Fortunately, it's snowing. Snow's presence makes it easier to resist the call of the beach. Not that the frozen great lake doesn't have appeal - it does. A couple of weeks ago I drove by the lake and it had frozen into a glowing swirl of turquoise-green.

Yesterday I was out with a couple of friends and we drove by the lake. One of them exclaimed, "That's the first time I've seen it!" She's been in Milwaukee for the same length of time that I have and lives a block from my apartment. The lake is less than three miles away. I wasn't able to resist it for that long.

With that in mind, I need to work now. Growing up, my mother (Hi Mum!) referred to the idea of delayed gratification - being able to deny what I want now for what the future holds. Shockingly, I am very bad at this. Even now I can't decide if writing this blog post is something I should be doing, or something I am doing instead of what I should be doing. Maybe I can break down that binary and claim that it is both.

Six weeks until the end of the semester. 

Thursday, March 21, 2013

I saw friends last week. Real ones. Barakel ones. Not that I am friendless in Wisconsin. There are several people who I see on a regular basis and whose company I enjoy. But there's something special about Barakel friends. Or maybe they're just amazing people who I happened to meet at Barakel.

Spring break flew past far too quickly. I did get most of my papers graded, but am not quite finished judging my students. (Only two more to go!) I did, for the first time, give an 'F' grade to a paper. It doesn't feel good, but there was no possible way to justify a passing grade.
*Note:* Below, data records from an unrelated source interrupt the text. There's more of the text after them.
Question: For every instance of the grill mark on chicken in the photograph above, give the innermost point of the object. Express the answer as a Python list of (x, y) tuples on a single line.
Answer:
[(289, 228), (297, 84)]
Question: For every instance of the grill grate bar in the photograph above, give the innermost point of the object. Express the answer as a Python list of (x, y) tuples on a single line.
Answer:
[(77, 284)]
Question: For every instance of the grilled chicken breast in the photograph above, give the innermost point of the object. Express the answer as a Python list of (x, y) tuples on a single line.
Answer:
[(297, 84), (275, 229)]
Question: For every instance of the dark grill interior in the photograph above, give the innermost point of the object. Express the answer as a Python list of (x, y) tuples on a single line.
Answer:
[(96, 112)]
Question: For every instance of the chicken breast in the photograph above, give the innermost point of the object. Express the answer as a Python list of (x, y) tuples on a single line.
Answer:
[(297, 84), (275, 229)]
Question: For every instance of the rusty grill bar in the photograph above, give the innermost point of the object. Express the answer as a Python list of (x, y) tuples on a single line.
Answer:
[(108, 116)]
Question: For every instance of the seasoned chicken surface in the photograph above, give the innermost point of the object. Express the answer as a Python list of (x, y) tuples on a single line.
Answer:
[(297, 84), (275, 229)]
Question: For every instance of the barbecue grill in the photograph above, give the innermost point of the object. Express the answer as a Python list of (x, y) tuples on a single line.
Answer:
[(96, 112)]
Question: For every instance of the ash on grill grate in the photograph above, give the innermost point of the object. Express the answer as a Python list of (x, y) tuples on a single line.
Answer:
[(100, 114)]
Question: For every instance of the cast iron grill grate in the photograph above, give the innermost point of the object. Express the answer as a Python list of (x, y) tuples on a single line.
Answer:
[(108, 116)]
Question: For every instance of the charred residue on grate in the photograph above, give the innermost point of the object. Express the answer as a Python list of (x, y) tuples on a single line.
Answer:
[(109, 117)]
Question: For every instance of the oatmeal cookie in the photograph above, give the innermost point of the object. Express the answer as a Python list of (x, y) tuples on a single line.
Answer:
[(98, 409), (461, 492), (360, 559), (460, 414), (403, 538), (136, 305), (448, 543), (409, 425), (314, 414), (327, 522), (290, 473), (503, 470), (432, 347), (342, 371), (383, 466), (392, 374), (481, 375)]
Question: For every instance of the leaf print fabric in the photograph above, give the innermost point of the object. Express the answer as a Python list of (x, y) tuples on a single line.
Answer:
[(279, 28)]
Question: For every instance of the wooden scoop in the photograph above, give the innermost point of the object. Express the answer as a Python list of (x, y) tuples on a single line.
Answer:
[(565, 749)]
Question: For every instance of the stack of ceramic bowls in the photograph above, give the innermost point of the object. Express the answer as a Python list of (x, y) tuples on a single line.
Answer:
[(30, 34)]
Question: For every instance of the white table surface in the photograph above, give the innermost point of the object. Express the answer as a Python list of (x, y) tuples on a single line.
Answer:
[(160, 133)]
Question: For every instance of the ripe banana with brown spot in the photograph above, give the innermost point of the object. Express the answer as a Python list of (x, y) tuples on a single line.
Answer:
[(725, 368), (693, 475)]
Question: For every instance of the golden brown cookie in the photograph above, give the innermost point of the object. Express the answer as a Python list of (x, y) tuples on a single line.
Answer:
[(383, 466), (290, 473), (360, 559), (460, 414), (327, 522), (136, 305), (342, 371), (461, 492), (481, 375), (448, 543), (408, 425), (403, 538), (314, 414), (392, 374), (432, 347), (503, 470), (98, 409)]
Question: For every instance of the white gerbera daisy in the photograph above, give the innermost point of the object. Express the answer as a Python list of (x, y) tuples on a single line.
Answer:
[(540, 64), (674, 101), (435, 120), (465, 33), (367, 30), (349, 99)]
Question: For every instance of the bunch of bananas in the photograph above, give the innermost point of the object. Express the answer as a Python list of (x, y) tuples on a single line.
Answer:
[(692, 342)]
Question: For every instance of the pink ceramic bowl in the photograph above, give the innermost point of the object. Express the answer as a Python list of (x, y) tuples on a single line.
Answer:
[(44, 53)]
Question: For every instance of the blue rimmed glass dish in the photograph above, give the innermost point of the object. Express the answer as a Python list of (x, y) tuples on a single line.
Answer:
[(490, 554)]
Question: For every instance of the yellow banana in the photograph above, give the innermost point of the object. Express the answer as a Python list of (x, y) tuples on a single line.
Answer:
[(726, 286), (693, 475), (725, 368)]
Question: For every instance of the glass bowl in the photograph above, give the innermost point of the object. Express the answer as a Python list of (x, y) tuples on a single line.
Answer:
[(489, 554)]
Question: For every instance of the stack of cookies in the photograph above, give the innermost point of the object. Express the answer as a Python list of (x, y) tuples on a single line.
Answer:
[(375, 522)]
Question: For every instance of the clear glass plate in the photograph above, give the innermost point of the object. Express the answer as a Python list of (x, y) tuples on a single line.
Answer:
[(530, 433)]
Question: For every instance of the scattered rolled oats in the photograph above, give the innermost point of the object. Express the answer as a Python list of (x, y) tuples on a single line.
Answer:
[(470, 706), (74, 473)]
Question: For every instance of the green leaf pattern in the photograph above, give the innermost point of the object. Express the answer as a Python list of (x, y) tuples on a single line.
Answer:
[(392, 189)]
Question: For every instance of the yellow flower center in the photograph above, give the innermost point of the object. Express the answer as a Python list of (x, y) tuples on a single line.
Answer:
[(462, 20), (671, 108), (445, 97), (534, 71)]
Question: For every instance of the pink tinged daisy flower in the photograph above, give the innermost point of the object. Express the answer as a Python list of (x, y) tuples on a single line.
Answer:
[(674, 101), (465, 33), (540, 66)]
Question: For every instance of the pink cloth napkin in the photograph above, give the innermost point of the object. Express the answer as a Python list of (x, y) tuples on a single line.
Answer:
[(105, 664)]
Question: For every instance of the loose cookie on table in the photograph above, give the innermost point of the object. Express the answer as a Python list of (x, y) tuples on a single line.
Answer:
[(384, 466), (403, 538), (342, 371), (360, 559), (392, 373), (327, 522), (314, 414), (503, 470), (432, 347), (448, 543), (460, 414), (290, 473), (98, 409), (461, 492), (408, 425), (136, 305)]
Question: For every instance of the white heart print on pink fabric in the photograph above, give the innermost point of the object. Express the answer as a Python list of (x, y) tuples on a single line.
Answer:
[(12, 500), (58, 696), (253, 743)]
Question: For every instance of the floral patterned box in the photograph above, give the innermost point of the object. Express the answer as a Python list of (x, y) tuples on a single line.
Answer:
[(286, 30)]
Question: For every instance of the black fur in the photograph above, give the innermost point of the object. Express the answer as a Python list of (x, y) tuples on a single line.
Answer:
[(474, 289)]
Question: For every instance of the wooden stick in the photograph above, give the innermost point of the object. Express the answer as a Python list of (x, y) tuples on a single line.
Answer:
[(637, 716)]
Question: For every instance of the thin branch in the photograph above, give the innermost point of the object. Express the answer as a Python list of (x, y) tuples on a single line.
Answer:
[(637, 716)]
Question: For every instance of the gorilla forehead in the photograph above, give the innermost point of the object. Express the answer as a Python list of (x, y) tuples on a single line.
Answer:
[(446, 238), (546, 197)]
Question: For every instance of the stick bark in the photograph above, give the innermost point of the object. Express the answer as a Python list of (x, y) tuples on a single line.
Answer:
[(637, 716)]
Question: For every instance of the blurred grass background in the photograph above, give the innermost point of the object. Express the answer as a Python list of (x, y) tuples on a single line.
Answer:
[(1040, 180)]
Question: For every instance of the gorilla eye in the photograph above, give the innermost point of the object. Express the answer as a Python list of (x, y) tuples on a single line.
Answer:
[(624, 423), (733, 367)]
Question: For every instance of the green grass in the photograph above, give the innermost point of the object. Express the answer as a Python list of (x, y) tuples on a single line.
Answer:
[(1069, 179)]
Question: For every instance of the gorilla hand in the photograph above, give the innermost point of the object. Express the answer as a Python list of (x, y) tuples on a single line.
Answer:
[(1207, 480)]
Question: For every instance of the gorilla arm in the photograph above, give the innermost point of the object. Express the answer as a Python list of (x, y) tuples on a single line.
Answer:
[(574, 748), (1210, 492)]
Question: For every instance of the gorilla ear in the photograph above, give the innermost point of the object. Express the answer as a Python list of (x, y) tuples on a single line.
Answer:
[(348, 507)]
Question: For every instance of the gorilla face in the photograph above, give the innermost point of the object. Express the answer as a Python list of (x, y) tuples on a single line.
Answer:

Presenting on post-colonial theory today. My lucky classmates get to endure me condensing forty years of scholarship into an hour. With slides!


Wednesday, March 6, 2013

Spring break needs to happen soon.

People are tense. Students are whiny. One of the TAs in the office next to mine stopped by yesterday to congratulate me on keeping my calm with my student who launched into a list of complaints about his first paper grade and kept insisting that I had discouraged him so much that I made him give up. It was nice to hear from an outside perspective that I handled it fairly well. I wish students would take personal responsibility for their own actions and grades.

People are tired. Tired people are complaining people. It feels hypocritical to complain about other people complaining.

Today is the birthday of both Toby and Zeke. Spring break needs to arrive so I can go home and celebrate. With cake.